March is Women’s History Month, and what better way to celebrate than to spotlight one of the dental industry’s great innovators?  Lucy Hobbs Taylor was the first woman to graduate dental school in the United States.  Born in Constable, New York, Taylor graduated from the Iowa College of Dental Surgery in 1866.  She worked as a school teacher in Wisconsin for ten years, but never gave up her dream of higher education.

Initially denied entry to medical school in Cincinnati, Taylor entered private study under the dean of the Ohio College of Dental Surgery.  Despite this, she was still denied entry to dental school, and opened her own private practice in Ohio.  Four years later, in 1865, Taylor was accepted to the Ohio State Dental Society, who sent her to the 1865 American Dental Association convention in Chicago as their delegate.  She finally earned her degree in February 1866.

In late 1867, Taylor and her husband, also a dentist, moved out to Lawrence, Kansas and began their practice.  The practice was very successful, and “Dr. Lucy” became a highly respected professional.  Here’s what she had to say about her new home:

“I am a New Yorker by birth, but I love my adopted country — the West. To it belongs the credit of making it possible for women to be recognized in the dental profession on equal terms with men.”

Dr.
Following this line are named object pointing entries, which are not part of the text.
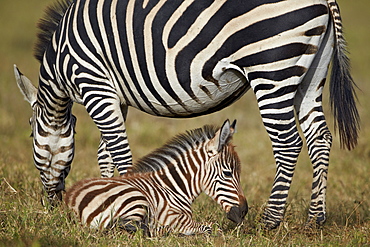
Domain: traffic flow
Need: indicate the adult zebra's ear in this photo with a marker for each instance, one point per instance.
(222, 137)
(28, 90)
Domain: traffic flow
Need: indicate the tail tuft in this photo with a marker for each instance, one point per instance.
(342, 87)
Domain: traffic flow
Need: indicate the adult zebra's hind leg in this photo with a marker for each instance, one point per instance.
(105, 110)
(105, 160)
(276, 104)
(308, 103)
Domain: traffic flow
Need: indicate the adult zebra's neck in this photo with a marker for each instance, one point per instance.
(53, 133)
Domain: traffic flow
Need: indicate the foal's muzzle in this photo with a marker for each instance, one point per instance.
(237, 213)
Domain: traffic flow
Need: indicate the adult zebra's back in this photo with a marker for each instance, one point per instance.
(188, 58)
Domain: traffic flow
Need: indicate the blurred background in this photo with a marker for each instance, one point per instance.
(349, 172)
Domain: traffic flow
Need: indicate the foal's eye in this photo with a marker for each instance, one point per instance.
(227, 174)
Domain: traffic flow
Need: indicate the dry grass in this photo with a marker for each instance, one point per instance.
(23, 222)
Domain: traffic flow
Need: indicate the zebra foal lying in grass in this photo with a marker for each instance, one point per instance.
(158, 191)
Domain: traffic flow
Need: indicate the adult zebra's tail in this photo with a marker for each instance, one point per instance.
(342, 93)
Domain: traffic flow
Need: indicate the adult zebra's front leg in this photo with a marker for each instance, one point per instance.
(105, 160)
(277, 111)
(105, 109)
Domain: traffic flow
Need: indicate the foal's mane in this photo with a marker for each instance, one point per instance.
(48, 25)
(158, 159)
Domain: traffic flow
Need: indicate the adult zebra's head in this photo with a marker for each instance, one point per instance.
(221, 178)
(52, 125)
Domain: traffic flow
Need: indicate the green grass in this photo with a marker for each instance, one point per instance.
(24, 222)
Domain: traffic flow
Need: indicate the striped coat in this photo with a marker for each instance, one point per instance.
(159, 190)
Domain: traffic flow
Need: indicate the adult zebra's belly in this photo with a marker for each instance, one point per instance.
(200, 97)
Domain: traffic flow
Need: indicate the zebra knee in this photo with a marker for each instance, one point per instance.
(321, 142)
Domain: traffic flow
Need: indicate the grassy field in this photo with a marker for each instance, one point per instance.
(24, 222)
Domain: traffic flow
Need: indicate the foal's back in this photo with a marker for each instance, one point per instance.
(99, 202)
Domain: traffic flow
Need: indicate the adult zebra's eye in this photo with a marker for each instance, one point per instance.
(227, 174)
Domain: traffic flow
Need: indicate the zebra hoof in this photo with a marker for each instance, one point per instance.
(316, 222)
(52, 200)
(269, 222)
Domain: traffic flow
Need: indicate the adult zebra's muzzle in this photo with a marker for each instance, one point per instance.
(237, 213)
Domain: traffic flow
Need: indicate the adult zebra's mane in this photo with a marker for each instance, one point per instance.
(47, 26)
(181, 143)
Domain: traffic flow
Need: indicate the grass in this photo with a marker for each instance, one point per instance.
(24, 222)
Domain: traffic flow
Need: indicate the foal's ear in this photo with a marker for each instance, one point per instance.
(222, 137)
(28, 90)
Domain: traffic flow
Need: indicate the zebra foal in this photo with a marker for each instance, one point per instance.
(159, 189)
(186, 58)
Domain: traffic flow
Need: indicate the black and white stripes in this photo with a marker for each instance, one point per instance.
(190, 58)
(158, 191)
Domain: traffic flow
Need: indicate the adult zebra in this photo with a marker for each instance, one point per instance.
(188, 58)
(159, 189)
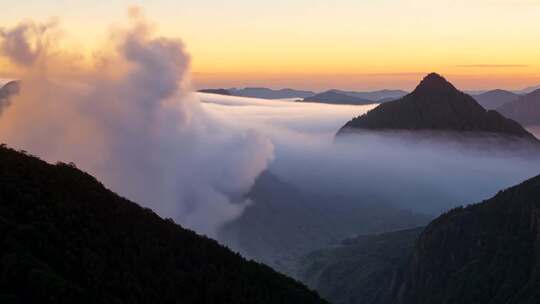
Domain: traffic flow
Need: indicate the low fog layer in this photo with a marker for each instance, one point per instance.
(424, 176)
(129, 117)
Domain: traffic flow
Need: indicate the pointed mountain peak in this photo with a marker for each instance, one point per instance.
(434, 83)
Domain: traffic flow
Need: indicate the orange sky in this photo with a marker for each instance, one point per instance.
(319, 44)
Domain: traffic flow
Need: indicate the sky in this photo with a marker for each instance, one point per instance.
(321, 44)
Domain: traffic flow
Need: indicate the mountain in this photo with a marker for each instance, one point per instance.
(266, 93)
(9, 89)
(491, 100)
(378, 96)
(335, 97)
(65, 238)
(528, 90)
(484, 253)
(284, 223)
(359, 270)
(436, 105)
(216, 91)
(525, 110)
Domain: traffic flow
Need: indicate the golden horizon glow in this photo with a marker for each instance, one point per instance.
(320, 44)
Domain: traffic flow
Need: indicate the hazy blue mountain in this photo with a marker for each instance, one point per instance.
(436, 105)
(283, 223)
(266, 93)
(492, 100)
(528, 90)
(216, 91)
(525, 109)
(335, 97)
(65, 238)
(379, 96)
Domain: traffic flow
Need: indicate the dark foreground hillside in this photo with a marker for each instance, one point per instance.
(64, 238)
(485, 253)
(359, 270)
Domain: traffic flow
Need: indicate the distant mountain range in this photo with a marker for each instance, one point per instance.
(492, 100)
(355, 98)
(525, 109)
(484, 253)
(336, 97)
(331, 96)
(65, 238)
(436, 105)
(284, 223)
(528, 90)
(264, 93)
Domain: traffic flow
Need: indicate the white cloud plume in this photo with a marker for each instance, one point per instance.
(129, 117)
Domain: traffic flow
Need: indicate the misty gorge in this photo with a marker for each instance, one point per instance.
(130, 174)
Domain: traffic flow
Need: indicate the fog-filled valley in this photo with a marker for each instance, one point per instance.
(363, 202)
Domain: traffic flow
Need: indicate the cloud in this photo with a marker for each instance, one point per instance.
(129, 117)
(401, 169)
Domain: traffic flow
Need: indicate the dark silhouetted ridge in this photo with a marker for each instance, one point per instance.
(484, 253)
(65, 238)
(436, 105)
(434, 84)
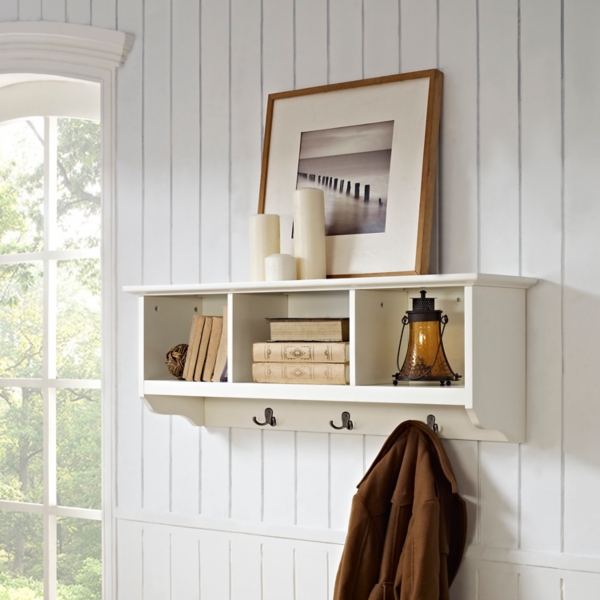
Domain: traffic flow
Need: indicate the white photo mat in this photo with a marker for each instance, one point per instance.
(406, 103)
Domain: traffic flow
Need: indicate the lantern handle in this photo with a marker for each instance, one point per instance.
(432, 424)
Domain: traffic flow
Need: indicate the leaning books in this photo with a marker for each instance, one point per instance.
(315, 373)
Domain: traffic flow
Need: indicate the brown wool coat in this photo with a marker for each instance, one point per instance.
(408, 524)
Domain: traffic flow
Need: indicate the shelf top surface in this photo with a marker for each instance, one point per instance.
(356, 283)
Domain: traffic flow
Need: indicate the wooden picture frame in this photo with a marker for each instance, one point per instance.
(348, 127)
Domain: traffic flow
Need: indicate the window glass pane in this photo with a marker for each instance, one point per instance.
(78, 201)
(22, 186)
(21, 418)
(21, 314)
(78, 448)
(78, 319)
(21, 556)
(79, 545)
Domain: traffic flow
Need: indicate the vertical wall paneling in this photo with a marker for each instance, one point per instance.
(129, 236)
(499, 495)
(30, 10)
(279, 463)
(185, 565)
(9, 10)
(345, 471)
(312, 495)
(157, 562)
(581, 277)
(465, 462)
(541, 226)
(418, 37)
(540, 583)
(157, 221)
(129, 560)
(345, 40)
(499, 582)
(499, 137)
(246, 474)
(185, 467)
(246, 569)
(246, 132)
(79, 12)
(215, 566)
(52, 10)
(458, 178)
(215, 141)
(185, 138)
(312, 574)
(372, 446)
(277, 48)
(157, 142)
(311, 20)
(381, 42)
(104, 13)
(333, 562)
(278, 572)
(580, 586)
(215, 468)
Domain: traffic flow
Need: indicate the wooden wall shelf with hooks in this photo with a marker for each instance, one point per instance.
(485, 341)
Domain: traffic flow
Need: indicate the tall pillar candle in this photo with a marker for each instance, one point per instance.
(280, 267)
(309, 233)
(264, 241)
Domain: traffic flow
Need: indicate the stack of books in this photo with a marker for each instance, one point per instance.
(207, 349)
(303, 351)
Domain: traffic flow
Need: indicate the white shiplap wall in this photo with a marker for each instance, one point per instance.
(219, 514)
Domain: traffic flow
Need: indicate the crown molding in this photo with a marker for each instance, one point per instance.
(64, 43)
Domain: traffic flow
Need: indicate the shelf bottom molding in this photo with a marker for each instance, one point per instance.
(367, 418)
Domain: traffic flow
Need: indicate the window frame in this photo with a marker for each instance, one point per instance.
(89, 54)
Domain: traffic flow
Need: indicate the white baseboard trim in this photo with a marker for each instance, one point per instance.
(289, 532)
(546, 560)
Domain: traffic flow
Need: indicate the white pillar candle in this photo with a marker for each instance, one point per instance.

Taylor continued practicing until her husband passed away in 1886.  Though she retired from dentistry, she spent her remaining years fighting for women’s suffrage, as well as other political and civil causes.

Lucy Hobbs Taylor passed away on October 3rd, 1910 at the age of 77.  In her own lifetime, her influence was deeply felt: by the year 1900, there were almost a thousand female dentists in the United States, with Taylor paving the way for them.  In 1983, the American Association of Women Dentists began giving the annual Lucy Hobbs Taylor Award to distinguished women dentists.  In their words, “This award recognizes a woman dentist who has contributed to the advancement, enrichment, and betterment of the role of women in the field of dentistry through her achievements in civic, cultural, humanitarian and academic areas.”